An integrated U.S. government approach to crisis prevention, humanitarian response and instability is crucial to fostering development. And the U.S. Agency for International Development is helping to make such a collaboration happen, Susan Reichle says.
“The Agency recognizes the limits of focusing on development alone, particularly in countries at risk of instability. As a result, we are directing more attention and resources to combat the threat of violent extremism, insurgency, and the effect of international criminal networks in order to promote peace and security. USAID plays a critical role with others in the U.S. Government interagency community to combat these challenges,” the senior deputy assistant administrator at the USAID’s Bureau for Democracy, Conflict, and Humanitarian Assistance said July 28 before the U.S. House Subcommittee on National Security and Foreign Affairs.

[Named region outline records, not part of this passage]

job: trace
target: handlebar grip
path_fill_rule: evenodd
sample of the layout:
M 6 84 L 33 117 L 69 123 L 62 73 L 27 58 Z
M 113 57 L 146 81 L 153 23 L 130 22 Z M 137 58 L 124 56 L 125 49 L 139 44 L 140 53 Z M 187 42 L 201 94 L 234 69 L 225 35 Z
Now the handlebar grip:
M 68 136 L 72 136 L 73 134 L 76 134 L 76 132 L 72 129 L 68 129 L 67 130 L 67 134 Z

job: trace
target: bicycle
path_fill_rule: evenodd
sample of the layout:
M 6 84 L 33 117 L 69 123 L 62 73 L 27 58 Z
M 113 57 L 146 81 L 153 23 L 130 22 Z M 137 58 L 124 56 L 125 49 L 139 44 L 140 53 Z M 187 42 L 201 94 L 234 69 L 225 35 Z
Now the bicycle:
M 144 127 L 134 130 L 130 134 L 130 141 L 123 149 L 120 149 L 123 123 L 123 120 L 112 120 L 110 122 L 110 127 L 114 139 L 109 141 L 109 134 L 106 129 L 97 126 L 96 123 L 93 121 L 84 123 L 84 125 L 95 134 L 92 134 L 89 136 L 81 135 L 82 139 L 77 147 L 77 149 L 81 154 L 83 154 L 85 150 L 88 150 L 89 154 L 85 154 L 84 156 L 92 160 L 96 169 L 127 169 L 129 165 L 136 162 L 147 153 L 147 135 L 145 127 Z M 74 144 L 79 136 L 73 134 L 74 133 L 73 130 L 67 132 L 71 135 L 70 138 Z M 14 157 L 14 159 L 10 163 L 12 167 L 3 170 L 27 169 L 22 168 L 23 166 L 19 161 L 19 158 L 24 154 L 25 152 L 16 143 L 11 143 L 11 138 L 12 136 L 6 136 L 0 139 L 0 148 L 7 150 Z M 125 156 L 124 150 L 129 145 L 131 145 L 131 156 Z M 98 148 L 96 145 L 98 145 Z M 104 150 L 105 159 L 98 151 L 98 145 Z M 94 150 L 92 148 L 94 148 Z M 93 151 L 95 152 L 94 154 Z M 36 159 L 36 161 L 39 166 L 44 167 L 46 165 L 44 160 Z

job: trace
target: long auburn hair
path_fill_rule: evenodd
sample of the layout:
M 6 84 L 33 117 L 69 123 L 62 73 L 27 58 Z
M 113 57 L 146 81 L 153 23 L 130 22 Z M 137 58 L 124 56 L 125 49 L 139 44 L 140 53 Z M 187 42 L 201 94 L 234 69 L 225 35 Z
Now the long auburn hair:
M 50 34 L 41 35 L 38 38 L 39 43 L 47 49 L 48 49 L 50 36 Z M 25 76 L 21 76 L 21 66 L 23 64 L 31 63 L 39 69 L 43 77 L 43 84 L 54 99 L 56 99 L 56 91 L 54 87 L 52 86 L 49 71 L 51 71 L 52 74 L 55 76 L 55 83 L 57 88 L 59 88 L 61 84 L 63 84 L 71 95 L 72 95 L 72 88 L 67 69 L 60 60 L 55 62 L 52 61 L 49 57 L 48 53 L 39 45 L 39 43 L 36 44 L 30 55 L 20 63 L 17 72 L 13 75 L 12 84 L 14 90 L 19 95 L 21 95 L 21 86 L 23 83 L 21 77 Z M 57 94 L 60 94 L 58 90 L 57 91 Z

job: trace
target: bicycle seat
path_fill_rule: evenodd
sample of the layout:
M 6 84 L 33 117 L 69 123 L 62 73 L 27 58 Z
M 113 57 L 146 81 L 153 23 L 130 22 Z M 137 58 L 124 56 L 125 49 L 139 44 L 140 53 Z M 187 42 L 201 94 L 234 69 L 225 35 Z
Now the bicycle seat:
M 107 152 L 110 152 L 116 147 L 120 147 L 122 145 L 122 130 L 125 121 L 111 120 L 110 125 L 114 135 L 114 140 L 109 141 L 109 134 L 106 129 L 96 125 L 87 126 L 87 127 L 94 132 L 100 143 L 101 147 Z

To ensure the success of American development programs in countries at risk of instability, the U.S. must take the leadership of those countries into account. USAID and the State Department should also have access to resources that allow for flexible and robust responses such as the Complex Crises Funding - a new fund appropriated by the U.S. Congress offering unprogrammed money in order for these two government entities “to prevent and respond to emerging or unforeseen crises.”
USAID and the Department of Defense should also have an adequate number of personnel trained to respond to crisis situations. USAID is “taking concrete steps to train its staff to operate in unstable environments, to adapt USAID programs to address the causes of instability, and to work effectively with the military in the field,” Reichle said.